I know that I blog about how dismally sad that I'm not married and I'm childless and all these other things at the age of 30. But the truth is, I am infinitely more grateful that I didn't get married at 19.
At the age of 19, it's hard to have a true understanding of what real life is like.
If you're lucky, you graduated from high school with little to no challenges. You weren't struggling to find creative ways in which to meet your basic needs. Shelter, food, and clothing were provided. The hardest thing I had to do was find a way to balance my part-time job, some homework, and wake up at 4:30 a.m. for early morning seminary. Once, I ran out of gas on the way to Edison. Once, my tire went flat at midnight on a country road. This was all before I had a cell phone. See? My life was hard.
I'm glad I had the opportunity to move out of my parents' house, and into an apartment. This is where it became critical to learn how to pay my bills. I had to balance my needs (rent, food, tuition) with my wants (those pants that fit because I wasn't actually buying food and that double-feature movie procrastination day). I lived a bunch of kids my own age and to varying degrees of success. Some of my roommates were gems that developed into long-lasting or lifetime friendships. Others were straight up trials, that helped me figure out how to deal with difficult people.

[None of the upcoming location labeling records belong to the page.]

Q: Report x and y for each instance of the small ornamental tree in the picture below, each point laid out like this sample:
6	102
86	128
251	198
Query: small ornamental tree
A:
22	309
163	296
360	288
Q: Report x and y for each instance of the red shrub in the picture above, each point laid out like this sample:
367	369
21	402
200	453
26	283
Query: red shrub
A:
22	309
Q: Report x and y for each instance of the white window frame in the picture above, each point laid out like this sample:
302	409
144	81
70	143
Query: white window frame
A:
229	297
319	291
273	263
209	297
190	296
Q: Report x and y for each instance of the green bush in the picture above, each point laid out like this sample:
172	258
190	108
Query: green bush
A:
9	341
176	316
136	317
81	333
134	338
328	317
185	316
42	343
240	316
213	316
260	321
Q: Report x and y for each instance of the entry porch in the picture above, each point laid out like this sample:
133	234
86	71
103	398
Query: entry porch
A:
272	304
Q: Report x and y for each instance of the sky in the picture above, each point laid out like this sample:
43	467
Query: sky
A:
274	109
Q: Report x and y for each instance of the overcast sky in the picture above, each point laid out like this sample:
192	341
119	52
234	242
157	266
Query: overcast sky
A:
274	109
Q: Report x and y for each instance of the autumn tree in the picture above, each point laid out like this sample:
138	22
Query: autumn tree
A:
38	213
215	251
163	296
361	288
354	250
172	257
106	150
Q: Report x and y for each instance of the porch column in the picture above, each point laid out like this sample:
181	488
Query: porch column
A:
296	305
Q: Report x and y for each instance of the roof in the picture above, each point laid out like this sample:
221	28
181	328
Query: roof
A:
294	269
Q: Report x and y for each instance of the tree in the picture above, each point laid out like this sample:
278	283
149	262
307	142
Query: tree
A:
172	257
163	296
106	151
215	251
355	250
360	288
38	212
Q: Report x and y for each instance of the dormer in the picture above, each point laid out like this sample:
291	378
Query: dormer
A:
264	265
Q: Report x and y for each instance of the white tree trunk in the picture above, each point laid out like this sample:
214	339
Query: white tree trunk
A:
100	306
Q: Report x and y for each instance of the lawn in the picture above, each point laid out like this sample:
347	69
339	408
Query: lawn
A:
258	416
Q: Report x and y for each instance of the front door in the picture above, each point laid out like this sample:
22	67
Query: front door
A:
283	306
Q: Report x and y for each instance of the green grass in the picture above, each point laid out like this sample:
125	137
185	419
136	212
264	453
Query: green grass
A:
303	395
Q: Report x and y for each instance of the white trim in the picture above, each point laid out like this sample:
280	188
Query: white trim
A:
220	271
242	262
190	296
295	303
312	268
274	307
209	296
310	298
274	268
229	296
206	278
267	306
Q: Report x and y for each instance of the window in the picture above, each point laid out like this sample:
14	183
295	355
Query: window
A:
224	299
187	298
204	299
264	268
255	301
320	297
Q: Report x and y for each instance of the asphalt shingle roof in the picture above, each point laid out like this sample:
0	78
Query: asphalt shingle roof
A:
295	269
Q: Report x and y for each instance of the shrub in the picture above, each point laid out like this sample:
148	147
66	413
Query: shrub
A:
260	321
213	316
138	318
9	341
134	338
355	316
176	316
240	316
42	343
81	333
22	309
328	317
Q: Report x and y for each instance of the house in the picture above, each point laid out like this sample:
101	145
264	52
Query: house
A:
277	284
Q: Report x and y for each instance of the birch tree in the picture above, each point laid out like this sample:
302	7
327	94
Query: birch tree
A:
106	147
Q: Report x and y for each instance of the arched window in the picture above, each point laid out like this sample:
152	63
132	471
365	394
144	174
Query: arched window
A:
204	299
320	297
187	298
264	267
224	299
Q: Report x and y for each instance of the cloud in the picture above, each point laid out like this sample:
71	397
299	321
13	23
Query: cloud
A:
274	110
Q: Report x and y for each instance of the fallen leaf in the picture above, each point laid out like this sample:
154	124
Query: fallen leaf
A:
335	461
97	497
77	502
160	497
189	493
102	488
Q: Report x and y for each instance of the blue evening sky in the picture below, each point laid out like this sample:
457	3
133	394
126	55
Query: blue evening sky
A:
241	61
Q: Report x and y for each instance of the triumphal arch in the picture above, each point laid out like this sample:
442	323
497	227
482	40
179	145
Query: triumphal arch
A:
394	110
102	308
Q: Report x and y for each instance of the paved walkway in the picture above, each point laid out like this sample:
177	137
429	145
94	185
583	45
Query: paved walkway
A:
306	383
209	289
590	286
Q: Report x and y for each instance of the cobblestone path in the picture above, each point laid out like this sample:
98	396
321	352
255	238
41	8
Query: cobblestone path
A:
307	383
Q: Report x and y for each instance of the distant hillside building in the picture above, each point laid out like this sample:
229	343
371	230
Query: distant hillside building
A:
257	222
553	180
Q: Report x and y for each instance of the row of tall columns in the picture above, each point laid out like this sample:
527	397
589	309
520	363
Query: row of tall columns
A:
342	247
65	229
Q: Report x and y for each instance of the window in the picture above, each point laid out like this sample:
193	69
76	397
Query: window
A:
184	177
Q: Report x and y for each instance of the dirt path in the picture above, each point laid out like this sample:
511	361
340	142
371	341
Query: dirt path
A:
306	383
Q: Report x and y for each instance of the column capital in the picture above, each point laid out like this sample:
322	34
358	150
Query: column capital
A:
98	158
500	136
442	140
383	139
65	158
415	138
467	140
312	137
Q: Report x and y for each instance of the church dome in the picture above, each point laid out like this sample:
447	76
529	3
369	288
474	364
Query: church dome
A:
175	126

Life has been one barrel roll over a waterfall after the other. From my cars falling apart at the most inopportune times, to health or family challenges, and job changes, it seems like nothing is ever easy. That there's always something. And it always happens at the worst time.
But inbetween the trying times, there's the trips, the laughing fits with your best friends, the cozy meals, and the exploration of the city/state/country or the world. If I had been married at 19, I would have missed out on so many amazing experiences that have colored my life with happiness. I would not be friends with any of the men and women that I associate with now. It was during the ages of 19-25 that I really was developing into the person who I am today and to have been married during that time would have changed so much. And I'm not convinced it would have changed for the better.
At 19, you're still trying to figure out who you are.
How can you possibly know who you are if you have never lived on your own? If you have never dealt with anything outside of your comfort zone? If you have only a few years of part-time employment experience, and spent the rest of the time in a classroom studying things that you're guaranteed to forget instantly?
There's so much to know. And so much to experience. Trying to figure out a way to support a young family before you've learned how to support yourself seems ludicrous to me.
At 19, you haven't had enough relationship experience to know what you're doing.
I equate picking a spouse at the age of 19 to blindly picking out a boat before you know what kind of water you'll be in.
And honestly, it doesn't hurt to test out some of the boats, before you know how they'll handle the crash of the waves, or the bends in the rivers. Do you really want to take that rowboat into the open ocean? Or try and fit that cruiseline down a mountain stream?
Sometimes you choose correctly. I do understand that. But at 19, how can you have really had enough experiences in relationships, to know you're making a choice that you are going to be happy with 10 or 20 years from now? In what other scenarios is is appropriate to just pick the very first thing to come along and go with it in full confidence?
I think it should be illegal to marry before the age of 25. (Ok, maybe 24.)
This seems extreme, but I really believe it. Even in Mormondom, where we expect everyone to save sex for marriage, I think that it doesn't hurt to experience a little bit of life outside of college, outside the realms of these very temporary blips of our life stories. Once you've graduated, and found at least the first step in the ladder of your career, things start to settle. You start to realize that life is always going to be crazy, and if it isn't one thing, it will be the other, but you'll have a strategy with how to deal with it. You'll know how you handle all kinds of life situations, and know what kind of person you'll need in a life partner in order to help you be successful. Or in helping you become a better person.
I believe that every relationship you're a half in, should help you become a better person. If there are people that are dragging you down, then you shouldn't continue with the relationship. But if you don't know what kind of person you are, then you don't really know where to set the bar! And it should be equal. You should be encouraging those around you to be better people and to grow in some way. If you don't know who you are, then you won't know what kind of influence you are on other people, either.
There are sometimes I wish that I were married, and that I had begun this other stage in my life. I get tired of what I feel like is ACT I. Marriage and babies would be my ACT II and I do feel like I'm ready for that scene change. But the thought of starting ACT II at the age of 19 would have been a huge detriment to my story. There would have been too many plot holes, and too many characters cut. Yes, ACT I has been long-going, but, I wouldn't cut anything from it. It makes me sad to think that there are so many that do without truly weighing in what they are losing.